By Caroline Smith
The Catholic Performing Arts Festival was recently provided with a good dose of Kimberley culture and language, from some of the students from Sacred Heart School, Beagle Bay.
A group of 12 students from the school, located on the Dampier Peninsula north of Broome, took part in the festival, with a performance of two songs, including one in the local Nyul Nyul language, on Wednesday 23 August.
Sacred Heart music teacher Gabrielle Mercer tutored the choir in the lead-up to the festival, and accompanied them on their journey to Perth. She said the inclusion of Aboriginal languages would be beneficial to such events.
“The choir’s key music items were a celebration of local Nyul Nyul language and culture: a song telling some local history in langwij, and a song about local bush tucker by Beagle Bay’s Kerrianne Cox,” she said.
“This is an important expression of the 2017 National Aborigines and Islanders Day Observance Committee (NAIDOC) theme ‘Our Languages Matter’, and possibly the only one of its kind in the festival. I wouldn’t be surprised if they were the only students from a remote community singing in their own language.”

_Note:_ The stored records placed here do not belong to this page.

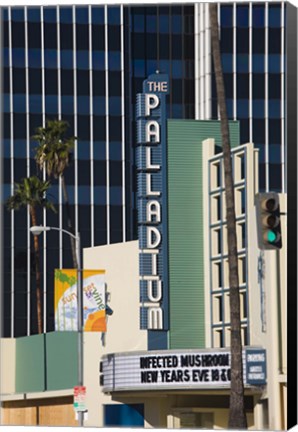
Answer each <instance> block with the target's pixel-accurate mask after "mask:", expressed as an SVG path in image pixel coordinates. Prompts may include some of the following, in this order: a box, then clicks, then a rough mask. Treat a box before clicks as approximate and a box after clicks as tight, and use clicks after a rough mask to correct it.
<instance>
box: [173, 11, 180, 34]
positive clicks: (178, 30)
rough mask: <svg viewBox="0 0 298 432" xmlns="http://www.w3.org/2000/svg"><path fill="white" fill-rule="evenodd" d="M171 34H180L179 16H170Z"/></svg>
mask: <svg viewBox="0 0 298 432" xmlns="http://www.w3.org/2000/svg"><path fill="white" fill-rule="evenodd" d="M172 32H173V33H174V34H175V33H176V34H180V33H182V17H181V15H180V14H179V15H174V14H173V15H172Z"/></svg>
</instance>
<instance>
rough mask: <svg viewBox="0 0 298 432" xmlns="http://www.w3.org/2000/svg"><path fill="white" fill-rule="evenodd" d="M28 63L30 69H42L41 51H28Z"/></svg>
mask: <svg viewBox="0 0 298 432" xmlns="http://www.w3.org/2000/svg"><path fill="white" fill-rule="evenodd" d="M28 63H29V67H30V68H41V50H40V49H29V50H28Z"/></svg>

She added that the process of selecting the music and preparing students for the festival had been an engaging and enriching one for the Beagle Bay community as well.
“It involved building a relationship with the wider Beagle Bay community so that we could get resources to sing with. I began that process at the beginning of the year, and we started work on the songs in May,” Ms Mercer said.
“Training for the choir performance has had a strong emphasis on team effort and interpersonal awareness, hopefully building skills for life in these young indigenous musicians.”
During their week in Perth, from Monday 21 to Friday 25 August, the choir visited a number of sites, including the Aquarium of Western Australia (AQWA) and discovery centre, Scitech.
Reflecting on their performance on the Wednesday, Ms Mercer said she was very proud of the students, especially considering the size of the choir compared to the others.
“They were one of the smallest groups performing, with only 12 compared to one choir with 80 members,” she said.
“I think the audience could see the strength and pride in their performance.”
The Catholic Performing Arts Festival ran from 19 July to the 1st September this year, with performances from 19,836 students overall, with 110 schools participating.